Siyasi olarak birbirini tamamlayan Türkiye ile Ukrayna, ekonomik alanda da birbirini tamamlayan iki ülkedir. İki ülkenin toplam 120 milyon nüfusu dev bir pazar oluşturmaktadır. Ukrayna’nın savunma, uzay ve havacılık alanlarındaki potansiyeli, Türkiye’nin de Ukrayna’nın tekstil ve işlenmiş gıda ihtiyacını karşılayacak durumda olması iki ülke ekonomilerinin tamamlayıcı özelliğini göstermektedir. Türkiye, Ukrayna’nın en büyük ticaret ortakları arasında Rusya Federasyonu, Türkmenistan, İtalya, Almanya ve ABD’den sonra altıncı durumdadır. İthalat hacmi dikkate alındığında ise Türkiye, Rusya Federasyonu ve Almanya’dan sonra üçüncü sıradadır.
 
Türkiye ve Ukrayna’yı birbirine bağlayan önemli konulardan biri de Stalin döneminde Kırım'dan diğer Sovyet Cumhuriyetlerine zorla göç ettirilen Kırım Tatarlarının tekrar geri yerleştirilmesiyle ilgili işbirliği olmuştur.
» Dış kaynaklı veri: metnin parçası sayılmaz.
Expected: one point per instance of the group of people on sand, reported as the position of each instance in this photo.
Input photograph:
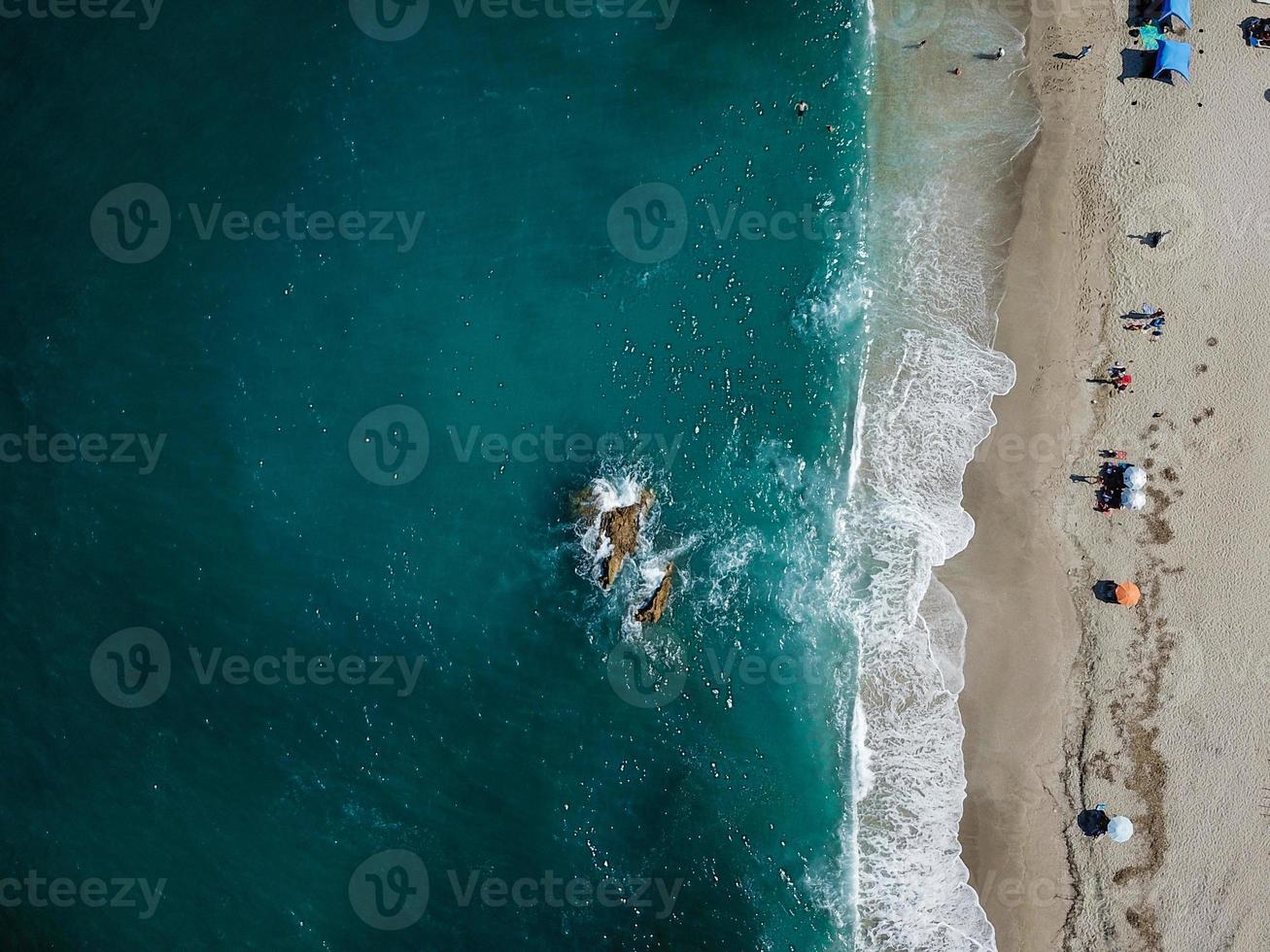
(1001, 54)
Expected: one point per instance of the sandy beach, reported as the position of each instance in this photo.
(1071, 702)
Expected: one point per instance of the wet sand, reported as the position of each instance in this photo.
(1157, 711)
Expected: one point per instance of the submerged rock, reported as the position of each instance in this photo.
(652, 611)
(621, 528)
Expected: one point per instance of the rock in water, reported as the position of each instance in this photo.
(621, 528)
(652, 611)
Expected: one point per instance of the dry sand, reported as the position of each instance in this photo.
(1156, 711)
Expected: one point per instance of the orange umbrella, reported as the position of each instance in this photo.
(1128, 595)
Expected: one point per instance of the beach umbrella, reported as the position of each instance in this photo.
(1120, 829)
(1128, 595)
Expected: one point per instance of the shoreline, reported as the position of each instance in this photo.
(1070, 702)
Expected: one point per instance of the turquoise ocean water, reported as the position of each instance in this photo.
(511, 318)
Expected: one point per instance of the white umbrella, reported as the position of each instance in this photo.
(1120, 829)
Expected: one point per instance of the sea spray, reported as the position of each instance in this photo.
(942, 205)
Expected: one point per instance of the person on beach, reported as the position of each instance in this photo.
(1152, 239)
(1153, 329)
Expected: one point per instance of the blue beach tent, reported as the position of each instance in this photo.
(1173, 54)
(1176, 8)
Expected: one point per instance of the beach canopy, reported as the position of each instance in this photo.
(1120, 829)
(1128, 595)
(1176, 8)
(1173, 54)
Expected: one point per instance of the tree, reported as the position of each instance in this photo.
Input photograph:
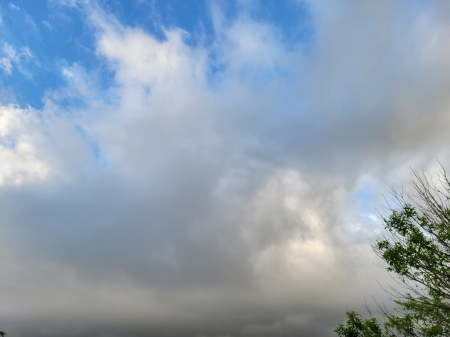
(416, 249)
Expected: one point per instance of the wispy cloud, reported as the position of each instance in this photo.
(231, 202)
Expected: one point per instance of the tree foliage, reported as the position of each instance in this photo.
(415, 247)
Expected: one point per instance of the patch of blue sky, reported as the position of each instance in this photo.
(53, 34)
(94, 148)
(56, 34)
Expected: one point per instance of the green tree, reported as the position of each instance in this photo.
(416, 250)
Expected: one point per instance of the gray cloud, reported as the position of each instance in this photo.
(170, 205)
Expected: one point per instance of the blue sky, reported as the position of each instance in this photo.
(56, 35)
(208, 168)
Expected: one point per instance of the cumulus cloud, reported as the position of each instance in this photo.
(220, 189)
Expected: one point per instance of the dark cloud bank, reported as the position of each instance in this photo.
(173, 205)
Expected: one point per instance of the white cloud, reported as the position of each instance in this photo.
(12, 56)
(221, 199)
Kırım ve Kırım Tatarları iki ülke arasında bir çatışma noktası olmamış, aksine bir dostluk köprüsü ve işbirliği alanı olmuştur. Türkiye, Kırım'a geri dönen 260 bin Kırım Tatarının Ukrayna toplumuna entegrasyonunun sağlanmasında Ukrayna’nın karşılaştığı zorlukları anlayışla karşılamış ve Kırım Tatarları için konut inşaatı ile gereken altyapının oluşturulmasına destek vermiştir.
 
Türkiye-Ukrayna ilişkileri ve işbirliği potansiyelinin çok altındadır. Bunun en önemli nedenlerinden biri Karadeniz bölgesini etkisi altına alan Batı yanlısı sivil siyasi dönüşümlerdir. Moskova buna ‘Renkli devrim’ diyor. ‘Renkli devrim’den itibaren bir türlü istikrara kavuşamayan Ukrayna, bir taraftan bölgedeki konumunu yitirirken, diğer taraftan da ekonomik sorunları cözmekte zorlanmıştır. Ayrıca, Rusya Federasyonu’nda olduğu gibi Ukrayna’da da siyasi elit, entelektüeller ve halk arasında Soğuk Savaş döneminden kalan algılamaların varlığı da ikili ilişkileri olumsuz etkilemektedir.
 
Ukrayna, 16 Temmuz 1990’da egemenliğini ilan etmişti. 24 Ağustos 1991’de de Bağımsızlık Kararnamesi kabul edilmişti. Her yıl 24 Ağustos, Ukrayna’nın Bayrak ve Bağımsızlık günü olarak kutlanıyor. Ankara’da da 6 Eylül’de düzenlenen bir resepsiyonla bağımsızlık günü kutlandı. Ukrayna artık 20 yaşında. Türkiye-Ukrayna dostluğunun daha da gelişmesi dileğiyle.